Primary Diagnosis

Differential Diagnoses

Imaging Findings

Fig. 65.1: Axial T2WI and Fig. 65.2: Axial FLAIR demonstrated diffuse, confluent, symmetric hyperintense signal abnormalities. Fig. 65.3: (A–B) Axial DWI and corresponding ADC maps at the level of the corona radiata and Fig. 65.4: (A–B) Axial DWI and corresponding ADC maps at the level of centrum semiovale demonstrated diffuse white matter diffusion restriction changes (arrows) reflective of delayed hypoxic demyelination.

Discussion

The differential diagnosis list for the patient images showing diffuse white matter signal changes and diffusion restriction is often wide. In a patient with history of exposure to toxic fumes, no initial loss of consciousness, and negative toxicology workup, one should consider the possibility of delayed encephalopathy due to carbon monoxide poisoning.

Carbon monoxide (CO) is both a colorless and odorless gas and poisoning usually occurs after inhalation of exhaust from automobiles or faulty home heating mechanisms. It is one of the preferred suicidal methods because of high success rate of approximately 30%. It has been broadly classified into acute and chronic presentations. The delayed presentation may be a progression of a known acute event; however, in 10% of cases patients may not have symptomatic loss of consciousness, as seen in our case. Patients may have neuropsychiatric and Parkinsonian features accompanied by a symptom-free or lucid interval ranging from a 7–21-day delay in onset to a 40-day delay in onset. It is imperative to understand the various mechanisms underlying CO poisoning in order to correlate the imaging features of delayed encephalopathy. Carbon monoxide has 250 times more affinity than oxygen for the heme moiety and forms carboxyhemoglobin thereby reducing the oxygen-carrying capacity of the blood and triggering a cascade of events interfering with the mitochondrial respiratory chain. The pathophysiology of delayed effects is not completely understood and can be explained by multifactorial mechanisms stemming from neutrophilic aggregation and degranulation, release of myeloperoxidase and protease enzymes causing lipid peroxidation, increased oxidative stress, and apoptosis. Lipid peroxidation alters the structure of myelin basic protein (MBP), inciting a lymphocytic immune reaction causing progressive demyelination and chronic white matter inflammation. Interactions of CO with cytochrome A and A3 contribute by inducing mitochondrial metabolism inhibition.

The neuropathology of delayed CO poisoning predominantly consists of white matter changes, in contrast to deep gray nuclei involvement in acute toxicity, and has been grouped into three categories including: 1) necrotic lesions predominantly involving the centrum semiovale and commissures, 2) widespread necrosis with axonal damage in the periventricular white matter with extension across the corpus callosum and commissures, and 3) patchy, extensive demyelination of the periventricular and central deep white matter with relative preservation of the axons. Necrotic lesions are monophasic and non-relapsing variant while the third category comprising non-necrotic lesions is associated with delayed encephalopathy and referred to as biphasic myelinopathy of Grinker.

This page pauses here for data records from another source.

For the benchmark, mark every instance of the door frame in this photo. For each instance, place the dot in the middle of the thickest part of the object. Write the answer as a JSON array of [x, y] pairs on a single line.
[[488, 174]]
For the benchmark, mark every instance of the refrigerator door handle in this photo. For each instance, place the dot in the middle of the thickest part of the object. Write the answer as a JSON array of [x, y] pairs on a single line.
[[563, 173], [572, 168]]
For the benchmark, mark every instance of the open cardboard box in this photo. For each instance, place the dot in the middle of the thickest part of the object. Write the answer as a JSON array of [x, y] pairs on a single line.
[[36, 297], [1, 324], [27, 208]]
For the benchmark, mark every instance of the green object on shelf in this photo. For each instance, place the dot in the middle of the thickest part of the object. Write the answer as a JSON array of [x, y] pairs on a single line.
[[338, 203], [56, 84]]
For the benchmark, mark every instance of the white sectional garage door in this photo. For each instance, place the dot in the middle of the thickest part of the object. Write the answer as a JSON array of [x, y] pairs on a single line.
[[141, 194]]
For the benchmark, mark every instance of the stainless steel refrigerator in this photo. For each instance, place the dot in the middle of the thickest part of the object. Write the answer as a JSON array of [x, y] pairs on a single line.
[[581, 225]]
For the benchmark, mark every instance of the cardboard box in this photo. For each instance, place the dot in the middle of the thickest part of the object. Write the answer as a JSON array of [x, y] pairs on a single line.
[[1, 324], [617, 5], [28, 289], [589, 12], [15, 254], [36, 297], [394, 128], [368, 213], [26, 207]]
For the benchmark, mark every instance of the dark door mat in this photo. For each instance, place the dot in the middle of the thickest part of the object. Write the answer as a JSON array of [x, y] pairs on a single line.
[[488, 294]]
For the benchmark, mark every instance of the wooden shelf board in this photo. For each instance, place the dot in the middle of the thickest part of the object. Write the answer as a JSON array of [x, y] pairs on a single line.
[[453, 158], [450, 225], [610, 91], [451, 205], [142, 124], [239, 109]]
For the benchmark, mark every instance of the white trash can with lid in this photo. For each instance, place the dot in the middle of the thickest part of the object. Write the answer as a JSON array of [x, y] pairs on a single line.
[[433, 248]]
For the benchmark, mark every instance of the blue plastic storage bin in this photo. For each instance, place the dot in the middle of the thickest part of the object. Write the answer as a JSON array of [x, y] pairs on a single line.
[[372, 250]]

Computed tomography scans are the initial modality for evaluating patients presenting with altered mental status and may show diffuse and confluent centrum semiovale and periventricular hypodensities. In severe cases, involvement of the external and internal capsules, corpus callosum, and subcortical white matter has also been described in the literature. However, CT studies can be normal in up to 54% of acute presentation. In 20% of the cases with no findings on initial CT, patients develop delayed neuropsychiatric sequelae (DNS). On MRI, the white matter changes appear hypointense on T1WI images and hyperintense on T2WI and FLAIR images, reflecting the demyelinating process. The lesion distribution is often symmetric or can be asymmetric. On DWI, cytotoxic and vasogenic edema can be identified by correlating the ADC values. Diffusion changes develop late after initial CO exposure and persist for approximately two to three weeks. The low ADC values can be attributable to acute myelinopathy with cytotoxic edema caused by energy failure.

The imaging appearances in DNS can improve in 60–70% of cases over a period of one to two years. In 80% of the cases, marked brain atrophy changes have been documented in the first six months after exposure. Magnetic resonance spectroscopy shows elevated choline and decreased NAA peaks and increase in choline/creatine ratio in the early stages. Elevated lactate peak often serves as a marker for irreversible damage. Alterations in ADC and fractional anisotropy are also seen on diffusion tensor imaging. Administration of hyperbaric oxygen (HBO) therapy and corticosteroids can alter the morbidity in patients developing DNS. Rehabilitation with occupational, speech, and respiratory therapy is vital in improving quality of life in cases with severe DNS.